Editor’s Log: Lessons Learned - The Fisherman

Editor’s Log: Lessons Learned

The New Jersey edition of The Fisherman was launched in 1973 with Pete Barrett at the helm.  It was Pete who took a chance on me in the fall of 2002, ultimately handing over the editorial reins before his retirement in the summer of 2006.  During my first few months on the job, Pete advised me to keep my pencil sharp in order to keep up with the weekly deadlines and 50 weekly Editor’s Logs.  There are 38 written columns now, but now with the weekly video fishing forecasts as well the pace is still as swift.

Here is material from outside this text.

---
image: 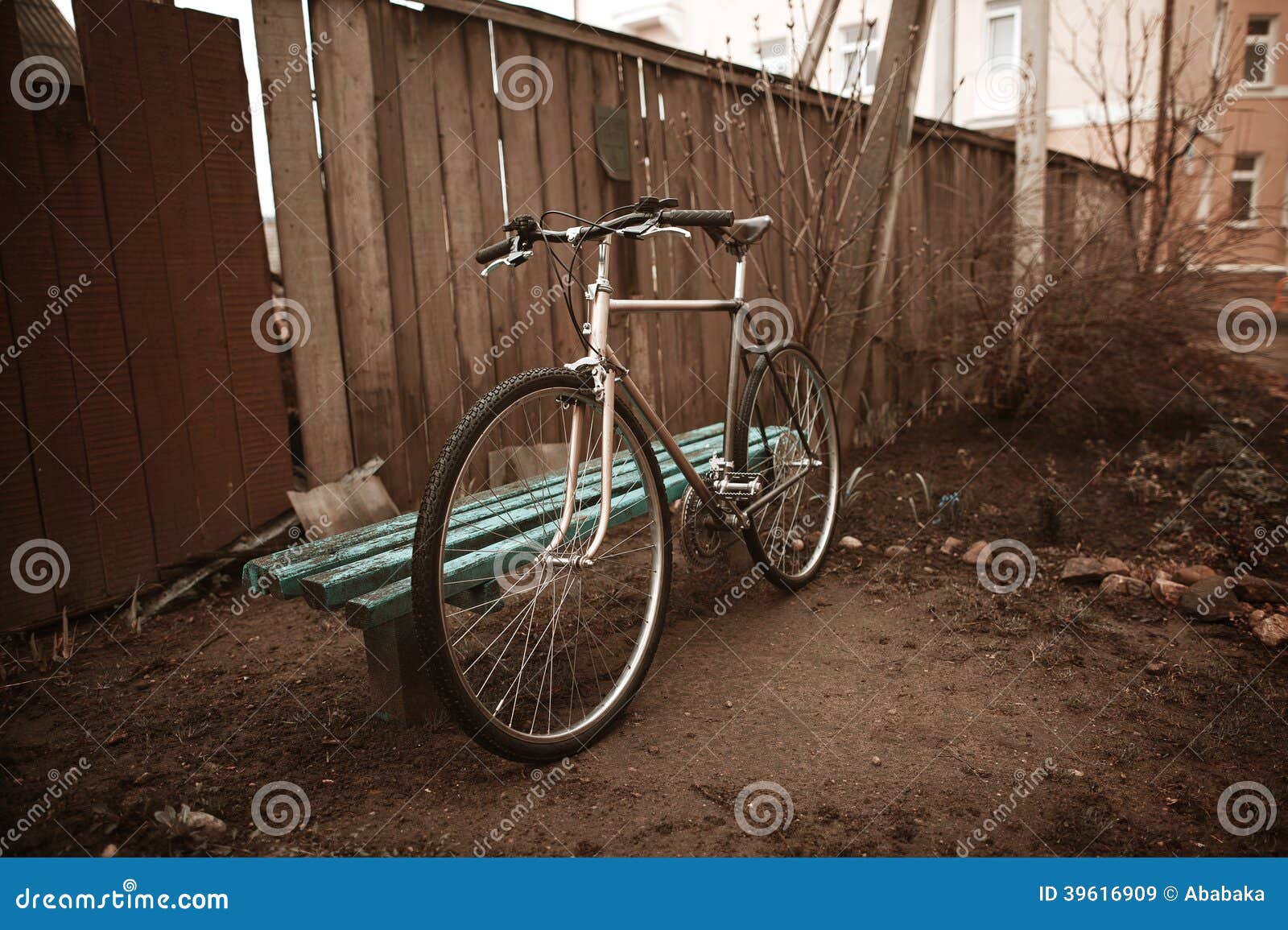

Pete’s earliest editorial instructions to me were fairly straightforward – stand up for anglers and the recreational fishing community at large, and simply put, if I saw something I should say something.  It was easier back then when individual partisan loyalties weren’t so deeply rooted, and calling out politicians for lack of attention to anglers’ needs didn’t offend sensitive personal party allegiances.  Before this divisive political tightrope came to be, I was taught to rely on key fisheries advocates for editorial fodder, Tom Fote from the Jersey Coast Anglers Association for example.  It was during those early days in our Point Pleasant office that Tom tipped me off to an artificial reef dispute over NYC subway cars, placing a bullseye squarely on Cindy Zipf at Clean Ocean Action (COA).

The week my Editor’s Log ran – one in which I excoriated Cindy and COA – I received a call from the late Dery Bennett, executive director of the American Littoral Society (ALS).  Dery was not happy with my column and invited me to his Sandy Hook office to talk.  The next day in the ALS headquarters Dery explained how the information contained in my editorial was taken out of context during private meetings in which stakeholders were debating reef “materials of opportunity” and items which might prove hazardous in a marine environment.

Basically, Dery said the info used to attack Cindy was off the record, part of a much broader brainstorm session about “what if” considerations and worst case scenarios; he explained it as a candid discussion meant to be kept confidential for the sake of open and honest dialog.  I offered Dery a slot in the next edition as a counterpoint but he respectfully declined, explaining how he wished to honor that original confidentiality pledge.  “It wasn’t for publication then, it’s not for publication now,” he essentially told me.  As I came to realize, sometimes it’s important for stakeholders to hash things out privately, before public vetting and dissection; it was my first real experience with “off the record” material as a fishing reporter.

The issue was eventually sorted out, and in 2003 a bunch of old NYC subway cars dubbed Redbirds were deposited off Cape May.  An additional set of stainless steel subway cars were also deployed along New Jersey’s artificial reef complex, but subsequent surveys found those cars exhibited significant structural damage and degradation, rendering them practically useless as reef structure within a few short years.  The fact is, some materials work on reef sites, others do not, the basic premise of that private discussion over two decades ago. Years later, I bumped into Cindy at a state hearing and apologized for getting baited into authoring a one-sided hit piece.  “You know, some of those subway cars really suck as reef sites,” I told her with a smile.  We’ve remained friends ever since.

Whenever I hear shills for industrial offshore wind badmouthing Cindy Zipf and COA about an artificial reef debacle that might not have made many headlines had it not been for my byline, I get pretty angry.  At the end of the day that’s a cross for me to bear as a writer, one who has since learned a few things about blind trust, personal politics and the power of the written word.